Yani bu inanca göre Hz. Ali’nin vücudunda Allah’ın ruhaniyeti bulunmakta. Hatta
Allah ile özdeşleştirilen Ali'nin yaratılışı, yerlerin ve göklerin
yaratılmasından öncedir. Hz. Ali, her ne kadar görünüşte bir imam ise de aslen
bu bir mânâ olup, batınî anlamda Allah’ın yeryüzünde ve insan suretinde
tecellisi sayılır. Bu şekildeki bir Allah imanı Nusayriliğin temel inancı
olduğu için, “şahade” kelimesini, (haşa) “Ben Ali’den başka ilâh bulunmadığına şahadet
ederim” şeklinde söylemek şarttır.
Sır inancı ve reenkarnasyon
Nusayrilikte Allah’ın nurunun Ali bin Ebu Talib'in bedeniyle özdeşleşmiş olduğu inancı hâkim. Onun nurundan da Hz. Muhammed'in yaratıldığına inanılıyor. “Ali” mânâdır; “Muhammed” ise isim sayılıyor. Bu imanlarından dolayıdır ki Nusayriler, İslâmiyet içerisinde inanç düzleminde Müşebbihe/Mücessime'den, siyaset düzleminde ise Galiyye'den sayılmaktalar.
“Hz. Muhammed de kendi
nurundan Selman-ı Farisi’yi yaratmıştır” deniliyor ayrıca. Bu iman, “Nusayrilerin
sakladığı sır” olarak bilinmekte. Ayrıca bu üçlü, “ay, güneş ve gökyüzü” olarak
da biliniyor. Buradaki sıralama, yani “Ali-Muhammed-Selman” troykası,
Hıristiyanlıktaki “Baba-Oğul-Kutsal Ruh” benzeri bir durum sayılmakta. Bu “üçül
inancın” yöredeki eski Hıristiyan imanının kalıntısı olduğu tahmin edilmekte.
Nusayri inancına göre ilk
üç halife ile birlikte bir kısım sahabe, yani Ayşe, Talha, Zübeyr ve benzeri ile
Muaviye, Yezid ve Haccac, İblis'in sembolleri olarak lânetleniyor.
Nusayrilikte yaratılış ve
ölüm de genel Müslüman anlayışının dışında seyretmekte. Bu itibarla tenasüh
inancına rastlanıyor. Yani reenkarnasyona inanmak, Nusayriliğin esaslarından
sayılıyor. Lâkin kadınlarda herhangi bir şekilde “ruh göçü”ne rastlanmıyor.

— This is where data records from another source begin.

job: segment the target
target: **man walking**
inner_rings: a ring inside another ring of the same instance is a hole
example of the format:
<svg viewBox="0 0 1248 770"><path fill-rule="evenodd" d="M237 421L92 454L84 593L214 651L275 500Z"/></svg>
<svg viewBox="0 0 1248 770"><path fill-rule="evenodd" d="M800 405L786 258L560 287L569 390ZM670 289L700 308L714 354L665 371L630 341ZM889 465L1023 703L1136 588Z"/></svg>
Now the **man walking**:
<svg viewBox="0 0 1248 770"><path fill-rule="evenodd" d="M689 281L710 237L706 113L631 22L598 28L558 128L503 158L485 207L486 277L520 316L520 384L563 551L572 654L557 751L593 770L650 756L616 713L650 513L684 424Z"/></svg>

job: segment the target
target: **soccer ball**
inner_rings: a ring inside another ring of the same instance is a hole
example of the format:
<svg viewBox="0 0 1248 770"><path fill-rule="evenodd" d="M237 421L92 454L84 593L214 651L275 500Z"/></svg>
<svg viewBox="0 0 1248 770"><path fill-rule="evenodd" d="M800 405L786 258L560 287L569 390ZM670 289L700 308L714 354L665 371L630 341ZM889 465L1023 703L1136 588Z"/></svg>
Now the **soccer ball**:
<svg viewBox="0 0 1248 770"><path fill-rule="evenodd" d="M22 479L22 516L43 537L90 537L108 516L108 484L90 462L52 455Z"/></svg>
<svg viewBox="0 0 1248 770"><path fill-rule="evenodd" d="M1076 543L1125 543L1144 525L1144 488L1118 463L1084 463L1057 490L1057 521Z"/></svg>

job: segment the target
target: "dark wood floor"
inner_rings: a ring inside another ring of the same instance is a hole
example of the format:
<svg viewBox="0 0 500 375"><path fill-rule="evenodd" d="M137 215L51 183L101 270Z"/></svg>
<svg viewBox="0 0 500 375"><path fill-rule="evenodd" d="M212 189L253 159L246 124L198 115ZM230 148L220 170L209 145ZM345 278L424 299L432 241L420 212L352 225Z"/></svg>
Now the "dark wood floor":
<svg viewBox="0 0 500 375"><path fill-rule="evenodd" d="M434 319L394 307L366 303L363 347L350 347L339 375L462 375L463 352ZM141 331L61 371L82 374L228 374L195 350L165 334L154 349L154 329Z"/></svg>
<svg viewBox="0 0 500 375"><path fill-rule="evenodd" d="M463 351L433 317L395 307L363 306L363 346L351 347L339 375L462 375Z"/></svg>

Sadece erkekler için söz konusu olan bu anlayış, inancın temel unsuru olarak
erkekleri başat kılıyor. Uzakdoğu inanç sistemlerinden alınma bir unsur olarak
reenkarnasyon inancı, bir önceki hayatta sevap kazananların insan olarak,
kötülük işleyenlerinse hayvan olarak tekrar dünyaya geleceğine dayanıyor ve
inanç temelinde imanî bir husus olarak yer alıyor. Yedi kez Nusayri olarak
doğan ve yaşayan insan, gökyüzünde yıldız olarak mutlak iyiliğe kavuşuyor. Bu
itibarla şunu söylemek mümkün: Nusayrilere göre kalıcı bir ahiret inancı
bulunmuyor. Buna bağlı olarak da cennet ve cehennem, bu dünyaya ait iki unsur
sayılıyor.
İnanç içinde Nusayriler,
Hz. Ali’nin ulûhiyetine/ilâhlığına inanan ve onun yüce nimetine eren şerefli
müminler olarak algılamakta kendilerini. İlâh Ali’ye inanan Nusayri uluları
olarak etiketlenen “ukkâl”lerin ruhları, ölüm sonrasında yıldızlar hâline
dönüşerek nurlar âlemine yükseliyor. Sıradan Nusayrilerin, yani “cuhhâl”lerin
ruhlarının ise gezegenlere gittiğine inanılıyor. Nusayri olmayanların ruhlarına
gelince… Onlar da hayvan bedenlerinde dünya hayatına devam ediyorlar.
Hemen ekleyelim burada:
Şartlarına haiz olup Nusayri inanç ve sırlarını öğrenen ve ibadetlerini yerine
getiren Nusayrilere "ukkâl", yani “akıllı” denmekte. Nusayri soyundan
gelip de inanç şartlarını ve sırlarını öğrenmeye yeterli olmayan veya kendisine
öğretilmeyen Nusayrilere ise "cuhhâl", yani “cahil Nusayriler”
denilmekte.
Yukarıda kısaca değinilen
sır inancına geri dönecek olursak…
Nusayrilikte inancın başat
biçemlendiricisi Selman-ı Farisî kabul edilmekte. Ancak inancın temelinin ne
zaman ortaya çıktığı, pek belli olmayan bir sır üzerine şekillendiği
anlaşılıyor. Arap alfabesindeki üç harfle, yani “ayn, mim ve sin” ile
simgelenen sır, sıradan insanlar/cuhhallar tarafından pek bilinmiyor. Bu sırrı
bilmek için ermek şart sayılmakta; yani ukkâl olmak elzem. “Ayn, mim ve sin”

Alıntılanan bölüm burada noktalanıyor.